NHTSA Declares 56 Million Takata Airbag Inflators Don’t Need Recall
Now these won’t be added to the 63 million vehicles already recalled for airbag issues, but some older VW Beetle and Passat models will be newly recalled as a precaution.
- The National Highway Traffic Safety Administration (NHTSA) has decided that almost all of a massive batch of Takata airbag inflators that it has been investigating since 2016 do not need to be recalled.
- The issue is how a desiccant affects the functionality of the airbags, not the shrapnel-spraying issue that was the focus of the massive Takata airbag recall that started in 2013.
- Some VW models, including Beetles, Beetle convertibles, and Passats, will be recalled starting at the end of the year as they’re equipped with airbags that may not work correctly four years from now, NHTSA said.
Fifty-six million Takata airbag inflators will remain in their vehicles, the National Highway Traffic Safety Administration (NHTSA) said Thursday, declaring these particular devices safer than the 63 million Takata inflators that have already been recalled in a years-long process that has affected 19 automakers and millions of vehicles around the world since first being announced in 2013.
NHTSA’s announcement this week concerns airbags that have a desiccant (a material used to keep moisture out, which most people are likely familiar with from some packaged foods) called phase-stabilized ammonium nitrate (PSAN). Using information from Takata and the Independent Testing Coalition, a consortium of vehicle manufacturers, and others, the NHTSA said that “none of the desiccated inflators pose an imminent risk to safety.”

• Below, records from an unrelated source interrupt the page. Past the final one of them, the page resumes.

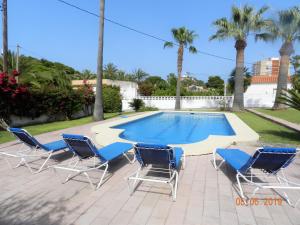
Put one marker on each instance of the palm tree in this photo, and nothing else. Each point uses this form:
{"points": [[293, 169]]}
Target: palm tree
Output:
{"points": [[98, 107], [4, 36], [287, 28], [243, 21], [290, 98], [87, 75], [296, 64], [110, 71], [184, 38], [139, 75], [247, 80]]}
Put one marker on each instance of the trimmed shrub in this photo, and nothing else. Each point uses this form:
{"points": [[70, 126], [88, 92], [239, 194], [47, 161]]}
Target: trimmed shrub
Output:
{"points": [[112, 99], [136, 104]]}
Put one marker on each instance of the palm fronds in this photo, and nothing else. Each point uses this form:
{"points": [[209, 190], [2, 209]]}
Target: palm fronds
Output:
{"points": [[291, 98]]}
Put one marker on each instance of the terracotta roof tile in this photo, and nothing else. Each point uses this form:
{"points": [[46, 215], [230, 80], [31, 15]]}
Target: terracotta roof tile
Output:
{"points": [[265, 79]]}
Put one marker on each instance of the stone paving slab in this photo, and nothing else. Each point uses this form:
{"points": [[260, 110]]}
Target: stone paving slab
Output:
{"points": [[205, 196], [280, 121]]}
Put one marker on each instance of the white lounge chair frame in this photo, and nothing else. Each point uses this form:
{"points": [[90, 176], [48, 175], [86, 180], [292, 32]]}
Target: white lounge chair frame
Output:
{"points": [[282, 182], [82, 166], [26, 154], [172, 181]]}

The Center for Auto Safety issued a statement disagreeing with NHTSA’s decision not to recall the additional vehicles, claiming the government agency “chose to neither undertake its own testing, nor release industry information to the public” before making this announcement.
VWs Being Recalled
To make matters a bit confusing, there are around 370,000 vehicles with the PSAN desiccated airbag inflators that are being recalled because they pose a higher safety risk than other vehicles, but not for another four years, the NHTSA said. Limited to three VW models—2012 to 2019 Beetles and Beetle convertibles and 2011–2014 model year Passats—this additional recall will take place in three risk-based phases, NHTSA said, starting December 31, 2020. Owners of VW vehicles can check the NHTSA website for details on the recall.
NHTSA’s original Takata recall was for inflators that in some cases could explode metal pieces into the air when deployed. Those malfunctioning airbags caused at least two dozen deaths and almost 300 injuries around the world. NHTSA had said in 2016 that it would investigate the PSAN desiccant issue and make a decision on the 56 million affected air bags by the end of 2019. Despite this new announcement, the NHTSA said it will continue to monitor the PSAN desiccant issue “to determine whether they may begin to show evidence of degradation that may eventually create a safety risk.”
In January 2020, NHTSA said that more than 36 million defective inflators from its original recall had been repaired since the issue became public. But that still left almost 16 million recalled Takata inflators unrepaired and, presumably, on the road. NHTSA said that most of these 16 million are older and “inherently more difficult to reach” since vehicle owner registration data isn’t always correct.